The move from child to teenager is an anticipated moment in our lives. Who among us doesn’t have a memory of watching an older brother or sister and admiring their freedom, their apparent maturity, and their knowledge of “adult-like” issues? In our tween-age years we count the days until we too are considered mature. The process is so seamless, however, we don’t tend to recognize the moments that attribute to our maturity. We don’t recognize the changes until they are significant enough—and psychical enough to see them.
What makes This One Summer, written by Mariko Tamaki and illustrated by Jillian Tamaki, so enjoyable is the chronicling of these events in a way that appeals to our sense of nostalgia,
The graphic novel follows the story of Rose and Windy, two friends whose families meet annually to spend a couple of weeks at a small lake town. Their friendship is light, easy, and full of senseless imagination. Although, amidst their games, and antics, the questions they ask one another reflect a very real desire to understand the world around them. Rose, in particular, becomes fascinated with the local teenagers of the town, specifically the relationship between a store clerk (whom she develops a crush on) and his girlfriend. Through these observations, there is a very clear struggle Rose faces between wanting to “mature” and wanting to keep her friendship with the slightly younger Windy, static.
Although the two main characters are young, the book focuses on a variety of mature themes. The unexpected, and traumatic pregnancy of one of the teenagers; her mother’s struggle with depression; her parent’s attempts to overcome that hardship and the disparity between them as they fail to communicate with one another. All occur around Rose and Windy, and the girls are never made privy to the full story, thus furthering the gap between them and the world of the “mature” adult.

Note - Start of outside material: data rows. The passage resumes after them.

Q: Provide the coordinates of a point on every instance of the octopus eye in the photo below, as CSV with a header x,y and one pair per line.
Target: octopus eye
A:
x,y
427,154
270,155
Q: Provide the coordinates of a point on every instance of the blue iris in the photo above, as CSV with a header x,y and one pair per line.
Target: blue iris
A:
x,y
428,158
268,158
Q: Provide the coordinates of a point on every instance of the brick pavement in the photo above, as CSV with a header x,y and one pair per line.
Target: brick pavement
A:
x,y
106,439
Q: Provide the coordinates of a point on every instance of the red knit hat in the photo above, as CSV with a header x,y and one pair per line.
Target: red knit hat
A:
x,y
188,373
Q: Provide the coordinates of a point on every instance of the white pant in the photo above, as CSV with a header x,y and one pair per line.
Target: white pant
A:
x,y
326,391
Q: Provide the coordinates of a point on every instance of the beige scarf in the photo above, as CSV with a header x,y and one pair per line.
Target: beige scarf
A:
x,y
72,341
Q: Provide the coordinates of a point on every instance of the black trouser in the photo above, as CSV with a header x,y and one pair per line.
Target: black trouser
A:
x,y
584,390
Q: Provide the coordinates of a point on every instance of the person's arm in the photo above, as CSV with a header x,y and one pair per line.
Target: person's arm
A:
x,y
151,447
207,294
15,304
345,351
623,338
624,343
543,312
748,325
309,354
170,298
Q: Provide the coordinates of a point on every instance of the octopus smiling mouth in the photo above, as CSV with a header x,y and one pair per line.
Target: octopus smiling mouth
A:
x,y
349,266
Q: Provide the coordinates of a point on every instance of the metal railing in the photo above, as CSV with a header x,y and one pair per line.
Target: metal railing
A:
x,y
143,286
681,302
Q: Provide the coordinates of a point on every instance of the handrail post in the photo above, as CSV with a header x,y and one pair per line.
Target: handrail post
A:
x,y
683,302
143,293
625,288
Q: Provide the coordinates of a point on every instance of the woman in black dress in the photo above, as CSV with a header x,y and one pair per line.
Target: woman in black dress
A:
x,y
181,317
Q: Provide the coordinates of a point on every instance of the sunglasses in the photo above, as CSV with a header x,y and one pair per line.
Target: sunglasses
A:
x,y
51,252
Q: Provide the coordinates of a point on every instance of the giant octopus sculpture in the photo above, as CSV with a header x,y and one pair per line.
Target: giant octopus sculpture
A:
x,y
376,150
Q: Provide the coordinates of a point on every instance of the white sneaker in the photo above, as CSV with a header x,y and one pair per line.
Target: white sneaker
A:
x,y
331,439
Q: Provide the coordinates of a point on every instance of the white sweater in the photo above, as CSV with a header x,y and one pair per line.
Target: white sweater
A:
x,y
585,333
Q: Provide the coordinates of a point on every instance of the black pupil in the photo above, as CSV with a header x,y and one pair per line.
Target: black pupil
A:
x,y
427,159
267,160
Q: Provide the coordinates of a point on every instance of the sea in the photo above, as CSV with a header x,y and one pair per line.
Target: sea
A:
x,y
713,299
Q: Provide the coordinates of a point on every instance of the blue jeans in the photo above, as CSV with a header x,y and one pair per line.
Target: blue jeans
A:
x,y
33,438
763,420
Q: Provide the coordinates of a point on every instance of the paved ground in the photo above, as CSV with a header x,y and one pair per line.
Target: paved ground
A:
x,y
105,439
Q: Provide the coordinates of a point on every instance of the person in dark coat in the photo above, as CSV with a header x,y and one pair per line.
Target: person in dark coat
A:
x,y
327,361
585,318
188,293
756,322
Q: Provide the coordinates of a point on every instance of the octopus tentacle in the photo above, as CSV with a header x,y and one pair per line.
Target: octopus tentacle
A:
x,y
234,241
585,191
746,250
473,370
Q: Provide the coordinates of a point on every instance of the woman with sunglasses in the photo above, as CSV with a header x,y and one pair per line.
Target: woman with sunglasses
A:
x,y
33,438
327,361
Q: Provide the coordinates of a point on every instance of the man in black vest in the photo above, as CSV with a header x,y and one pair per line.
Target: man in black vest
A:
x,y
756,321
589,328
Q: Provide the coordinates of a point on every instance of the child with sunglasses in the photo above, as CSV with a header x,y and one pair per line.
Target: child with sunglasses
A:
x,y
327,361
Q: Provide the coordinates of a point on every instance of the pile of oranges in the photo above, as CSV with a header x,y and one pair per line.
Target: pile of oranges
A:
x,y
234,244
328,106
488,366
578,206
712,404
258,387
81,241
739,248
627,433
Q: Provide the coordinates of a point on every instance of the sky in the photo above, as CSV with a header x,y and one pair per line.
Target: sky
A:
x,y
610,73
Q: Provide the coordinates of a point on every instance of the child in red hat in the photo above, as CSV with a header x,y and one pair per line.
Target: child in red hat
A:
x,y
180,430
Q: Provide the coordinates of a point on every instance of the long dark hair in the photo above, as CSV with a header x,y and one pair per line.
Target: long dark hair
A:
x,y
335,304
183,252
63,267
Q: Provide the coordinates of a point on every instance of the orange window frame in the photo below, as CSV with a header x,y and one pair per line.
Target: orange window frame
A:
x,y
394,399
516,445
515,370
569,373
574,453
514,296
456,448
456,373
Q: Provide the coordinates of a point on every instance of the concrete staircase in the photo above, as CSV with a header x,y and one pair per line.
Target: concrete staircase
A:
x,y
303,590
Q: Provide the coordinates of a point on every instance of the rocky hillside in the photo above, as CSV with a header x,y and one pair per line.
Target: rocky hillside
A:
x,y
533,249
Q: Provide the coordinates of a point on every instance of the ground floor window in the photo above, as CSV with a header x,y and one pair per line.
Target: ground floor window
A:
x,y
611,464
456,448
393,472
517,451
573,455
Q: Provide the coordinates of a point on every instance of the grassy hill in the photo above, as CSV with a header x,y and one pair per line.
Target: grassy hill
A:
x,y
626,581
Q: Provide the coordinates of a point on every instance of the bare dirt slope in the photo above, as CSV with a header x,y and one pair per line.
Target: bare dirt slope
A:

As the story progresses, these outside elements touch Rose in an emotional way, as she chooses to close herself off from her parents and friends as she struggles to understand what is happening around her. The graphic novel takes a serious, dramatic turn at its climax, complimented with illustrations that highlight the distress and emotional frustration of many of the characters.
Overall, this YA graphic novel is poignant with its messages, and mature in its subject matter. It can easily be enjoyed by anyone who appreciates the graphic novel format. Beautiful and thought provoking, This One Summer is highly recommended.